I'm what you might call a Jack-of-all-Trades. I can do almost anything I set my mind to, but just barely adequately. I can knit, crochet, sew, sing, dance(ballet), play piano, cello, guitar, ride horses, play tennis, cook, write, paint, draw, etc. But I'm mediocre in all these areas. I used to fancy myself a good student. Straight A's. Even in advanced classes. I got into a fairly good school on grades alone. And here I am, a mediocre university student. My mom tells me I'm smart, and I know that comparatively, I am, but I am so tired of being mediocre. I do not excel in anything. I used to use my excellence in school as a comfort for my mediocrity in all other areas. Now I can't even have that. And I know that I don't try as hard as I possibly could, but I never had to before and I'm not used to it. And in keeping with tradition I do moderately well, I don't exert myself and I get pretty good grades. They aren't usually up to my standards but I have learned to deal with that. This semester I am taking a history class. I absolutely love it. I never miss a day. I read the assigned material and take notes, which is a big step since I never take notes in class. Today was the midterm. I studied. I went to the review session. I studied more. I never study! Ever! And I studied. I learned the material. I know it. I can talk for hours about all the things that I have learned. I was very, very prepared. The test was easy. I knew almost all the answers. There was only one question that I didn't know. There were only four that I was unsure of. I never feel so confident in tests. I finished the 100 question test in 40 minutes and I was almost skipping out of the testing center. Then I saw the Scoring Board. 86% Somehow I missed 14 questions! How did this happen?! I was much too prepared for this test. I was much too confident in my performance for this to be true. I did that well on my french test which was much more difficult. How could I do so poorly?
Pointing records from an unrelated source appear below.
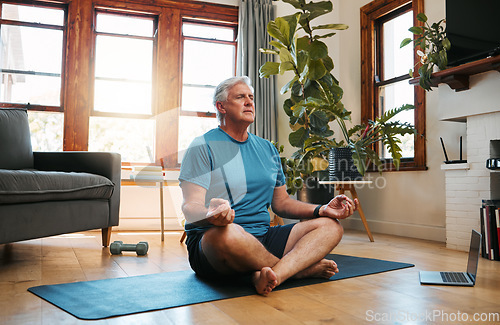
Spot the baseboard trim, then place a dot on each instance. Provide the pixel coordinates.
(147, 224)
(434, 233)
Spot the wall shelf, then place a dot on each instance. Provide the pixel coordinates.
(458, 77)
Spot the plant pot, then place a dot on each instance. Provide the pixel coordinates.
(313, 192)
(342, 166)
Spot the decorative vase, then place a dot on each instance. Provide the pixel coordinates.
(313, 192)
(342, 166)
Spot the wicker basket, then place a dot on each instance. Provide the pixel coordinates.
(342, 166)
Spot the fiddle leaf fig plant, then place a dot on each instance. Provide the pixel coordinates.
(315, 96)
(433, 48)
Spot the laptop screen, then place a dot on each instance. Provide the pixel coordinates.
(475, 243)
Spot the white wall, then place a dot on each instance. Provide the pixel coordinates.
(411, 203)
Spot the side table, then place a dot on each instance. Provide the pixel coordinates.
(350, 186)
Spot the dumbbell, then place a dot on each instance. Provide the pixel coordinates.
(118, 247)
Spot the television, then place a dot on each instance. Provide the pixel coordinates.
(473, 28)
When I try I'm mediocre. When I don't try I'm mediocre. Why should I try then? I'm sick of being mediocre.
Plus, I can't get my skin to clear up to save my life.
3 comments:
oh, this made me feel sad to read. you're not mediocre. maybe you just haven't found your calling yet. plus, i'm amazed at all the things that you know how to do and do well. you are fantastic at balancing a million things and being able to accomplish them all. there's a book called "the OK book" by Amy Krouse Rosenthal & Tom Lichetenheld. I LOVE reading this book to my kids. Try to see if you can get your hands on a copy. It's excellent and might be just what you need and will only take you two minutes to read it. love you.
some of us are just cursed with zits and Bs.
:)
You are wonderful, and I love you. You don't need to be perfect, even if you feel like you should be, but there's no reason not to try, right?
to clarify: if you were wondering above where I wrote Bs, I meant B s, like the grade.
Not BS like the disease that Maybe pretends to have.